While bad governance continues unabated, the leadership of Africa has refused to take the necessary steps to deal with the issue. For example the recent AU summit in Libya voted overwhelmingly to condemn the ICC indictment of Sudan’s Bashir, yet the continent has taken no definite steps to deal with impunity and killings that continue to be unleashed by the Sudanese-backed Janjanweed militia against African people in Darfur! With the exception of Botswana, even countries that pose positive signs for the continent such as Ghana have kept mute over the issue when it is expected that Accra of all places would stand up and speak out on the side of the people. Furthermore, since February 2009 when the Heads of State met in Addis Ababa and called for contributions to fund the trial of Hissene Habre, it is sad that up to today no one government has made any contribution to kick start the trial of that murderer. These and other intolerable conditions are one of the very reasons why African youths, having lost all hope in their motherland, are bracing the high seas on a deathly journey to Europe by any means, even unnecessary.

The end result of these tragedies is that Africa has become more impoverished, insecure, corrupt, marginalized, weakened and disrespected in the world. The situation is so grave that some observers claim that the continent now runs the risk of recolonization or self-destruction. The wealth of the continent however continues to feed the rest of the world and a very small minority of Africa’s elite, as the people scavenge in their rubbish and leftovers in the midst of abundance. From all indications therefore, it is clear that the New Africa and the African Personality dreamt by Nkrumah has been betrayed by mainly the leaders and intellectuals in Africa, but which are so essential if Africa is to fulfill the needs and aspirations of her people, and take her rightful position in the comity of nations.

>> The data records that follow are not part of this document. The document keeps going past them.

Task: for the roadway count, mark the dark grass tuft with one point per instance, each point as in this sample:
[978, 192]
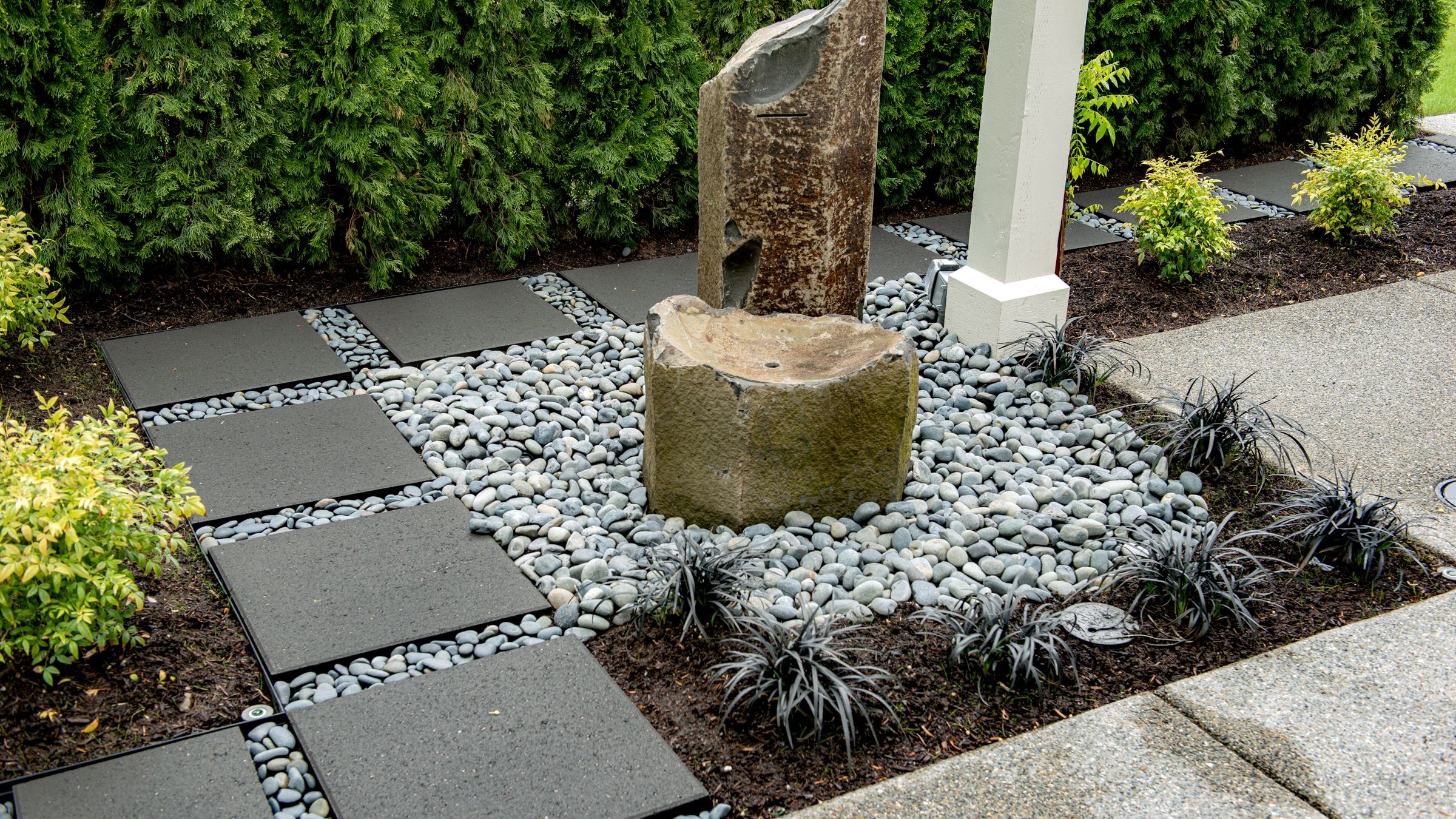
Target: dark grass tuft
[812, 678]
[988, 637]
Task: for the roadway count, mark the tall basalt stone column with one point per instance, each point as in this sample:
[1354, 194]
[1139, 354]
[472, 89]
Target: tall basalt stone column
[787, 164]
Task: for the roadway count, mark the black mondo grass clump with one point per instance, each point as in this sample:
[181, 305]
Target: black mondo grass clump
[1334, 521]
[1063, 352]
[1003, 640]
[698, 581]
[812, 678]
[1212, 426]
[1199, 578]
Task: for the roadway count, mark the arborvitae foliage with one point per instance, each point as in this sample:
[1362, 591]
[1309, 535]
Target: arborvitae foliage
[53, 108]
[1187, 59]
[491, 130]
[952, 73]
[1324, 67]
[627, 115]
[197, 91]
[905, 110]
[360, 178]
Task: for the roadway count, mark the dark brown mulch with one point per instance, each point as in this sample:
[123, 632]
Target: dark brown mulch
[194, 673]
[941, 712]
[1280, 261]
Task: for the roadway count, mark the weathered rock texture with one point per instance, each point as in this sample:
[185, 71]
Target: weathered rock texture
[750, 417]
[787, 164]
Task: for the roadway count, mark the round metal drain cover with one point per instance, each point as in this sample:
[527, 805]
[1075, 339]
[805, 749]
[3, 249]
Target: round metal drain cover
[1098, 624]
[1446, 490]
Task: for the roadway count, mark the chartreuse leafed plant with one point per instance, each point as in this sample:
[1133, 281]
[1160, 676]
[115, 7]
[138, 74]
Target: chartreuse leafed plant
[1198, 576]
[1356, 186]
[1178, 216]
[1338, 522]
[1062, 352]
[813, 678]
[28, 301]
[1003, 640]
[1210, 426]
[84, 503]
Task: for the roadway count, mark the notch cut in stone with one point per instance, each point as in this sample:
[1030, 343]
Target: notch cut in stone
[787, 158]
[750, 417]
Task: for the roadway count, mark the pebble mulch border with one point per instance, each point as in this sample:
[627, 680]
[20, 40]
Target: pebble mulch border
[283, 770]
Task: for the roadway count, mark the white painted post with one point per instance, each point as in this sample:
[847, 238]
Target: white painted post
[1021, 167]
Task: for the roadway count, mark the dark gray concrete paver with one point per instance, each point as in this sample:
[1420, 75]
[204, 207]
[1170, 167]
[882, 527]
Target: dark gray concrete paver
[538, 732]
[1436, 165]
[462, 321]
[957, 226]
[263, 461]
[164, 368]
[1272, 181]
[954, 226]
[207, 774]
[359, 586]
[1082, 237]
[893, 257]
[1110, 198]
[1324, 363]
[1359, 720]
[1134, 758]
[631, 289]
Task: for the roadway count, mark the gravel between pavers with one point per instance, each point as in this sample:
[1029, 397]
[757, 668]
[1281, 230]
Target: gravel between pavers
[283, 770]
[319, 513]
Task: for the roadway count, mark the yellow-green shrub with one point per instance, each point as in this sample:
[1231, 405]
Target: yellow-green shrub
[27, 298]
[1356, 184]
[1180, 218]
[82, 506]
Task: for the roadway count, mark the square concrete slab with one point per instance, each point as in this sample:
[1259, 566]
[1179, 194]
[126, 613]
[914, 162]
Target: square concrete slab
[1436, 165]
[348, 589]
[1359, 720]
[631, 289]
[1110, 198]
[1273, 183]
[954, 226]
[539, 732]
[1136, 758]
[264, 461]
[207, 774]
[1315, 359]
[460, 321]
[157, 369]
[893, 257]
[1082, 237]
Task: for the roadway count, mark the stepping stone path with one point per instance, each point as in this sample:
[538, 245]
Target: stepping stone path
[1273, 183]
[536, 732]
[157, 369]
[460, 320]
[334, 592]
[1436, 165]
[631, 289]
[207, 774]
[263, 461]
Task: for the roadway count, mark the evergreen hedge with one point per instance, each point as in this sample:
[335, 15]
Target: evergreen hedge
[164, 135]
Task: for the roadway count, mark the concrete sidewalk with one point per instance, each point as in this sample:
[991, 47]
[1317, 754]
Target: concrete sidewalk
[1369, 375]
[1355, 722]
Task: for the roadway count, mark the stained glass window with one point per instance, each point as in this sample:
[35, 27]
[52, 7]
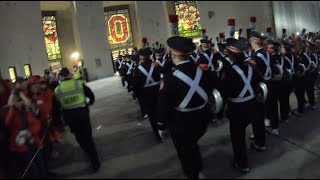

In the 100th year of Nkrumah’s birth and given the deplorable condition of Africa, it is an understatement to call on all Africans to take their destiny into their own hands and demand an Africa that they deserve; an Africa where they enjoy the full and complete benefits of her wealth and resources; an Africa where people enjoy their rights and freedoms without fetters; an Africa where the rule of law and democracy thrives.

The greatest challenge we face today is how to continue to decolonize our minds, our institutions, our systems and Africa as a whole in order to ensure that rights and freedoms and democratic culture are internalized and become our way of life. This is the only way to empower and develop ourselves and Africa so that we will become direct beneficiaries of our wealth and work, and occupy our rightful place among the nations of the world. In this challenge we must confront ourselves as individuals, leaders, institutions as well as our beliefs and culture, for we no longer can afford to romanticize either the past nor abet bad leadership and glorify negative culture on the basis of color or African-ness. We are human beings who deserve dignity, freedom, justice and development. Nkrumah Lives…

 

Long live the New Africa! Death to this Decadent Africa of today!!